Enhancing Workplace Safety in the Manufacturing Industry with AI

The world of work is in a constant state of evolution. Failing to keep up with technological advancements can put organizations and individuals at a disadvantage.

September 17, 2023
4 mins
Enhancing Workplace Safety in the Manufacturing Industry with AI

Adapting to Changing Work Environments:

The world of work is in a constant state of evolution. Failing to keep up with technological advancements can put organizations and individuals at a disadvantage. Consider the automotive industry in the 1980s: those manufacturers that embraced assembly robots outperformed those heavily reliant on human labor. Robots offered speed and safety, allowing humans to focus on tasks where they excelled. Successful manufacturers leverage technology for automation, relying on a smaller, skilled workforce to oversee operations and address issues promptly.

Safeguarding Equipment and Personnel:

In manufacturing, machinery must be accessible for maintenance, yet inoperative to prevent accidents. Interlocks play a pivotal role in equipment safety. When a guard is lifted, a door opened, or a light curtain breached, the machinery halts until the guard is secured or the door closed. In some cases, machinery cannot be accessed until it's de-energized and isolated.

Consequences of Safety Breaches:

Despite safety measures, injuries, including amputations, occur annually due to interlock tampering or circumvention. Some opt for maintenance while machinery is operational, a hazardous practice that may lead to equipment damage, production delays, and penalties. In certain instances, people find unauthorized means, bypassing interlocks or accessing machinery through "backdoors."

Manufacturing accidents result in lifelong disabilities, financial penalties, legal investigations, and damage to an organization's reputation. In one accident, an engineer at a packaging manufacturer went inside a fixed perimeter machine guard and closed the interlock gate from the inside. He asked someone to switch the machine back on. His sleeve was drawn into the machine, and his hand was amputated. Although it was reattached, he hasn’t regained full control of the hand and continues to suffer pain. After the accident, the regulator wouldn’t let the machinery be used for two days while they investigated – that’s lost time, lost production, and lost confidence from clients due to delayed orders. 18 months after the accident, the company was fined £115,000. There was evidence that this procedure had been allowed on multiple previous occasions, so the company was considered at fault.

A Safer Future with Proactive Safety:

To mitigate such risks and legal repercussions, proactive safety measures are crucial. A system that highlighted these infringements and maintained a record, along with explanations for staff about the dangers, could have served as a defense against prosecution. Ideally, it might have even prevented the accident altogether.

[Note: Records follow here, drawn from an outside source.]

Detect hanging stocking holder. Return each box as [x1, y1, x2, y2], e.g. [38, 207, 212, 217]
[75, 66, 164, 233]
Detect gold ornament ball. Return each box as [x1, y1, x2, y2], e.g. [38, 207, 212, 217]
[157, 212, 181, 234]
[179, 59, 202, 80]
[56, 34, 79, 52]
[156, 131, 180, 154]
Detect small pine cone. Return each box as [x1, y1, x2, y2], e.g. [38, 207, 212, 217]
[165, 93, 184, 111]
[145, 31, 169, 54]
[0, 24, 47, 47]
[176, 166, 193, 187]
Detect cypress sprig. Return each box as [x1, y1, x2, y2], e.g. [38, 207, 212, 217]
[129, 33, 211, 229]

But how much time would the safety team need to detect such incidents and pinpoint their locations? They can't dedicate their entire day to monitoring a single type of hazard.

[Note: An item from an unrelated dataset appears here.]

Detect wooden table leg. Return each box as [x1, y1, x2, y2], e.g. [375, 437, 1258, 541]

An alternative solution is to invest in an AI-driven computer vision system like Protex AI. With this technology, you can establish rules to identify when individuals enter restricted areas, such as inside interlocked gates or behind production lines. Safety staff can then review data from multiple production lines in a single afternoon, rather than spending days on each one. This allows them to pinpoint where issues are arising and collaborate with workers to eliminate the need for unauthorized and hazardous shortcuts.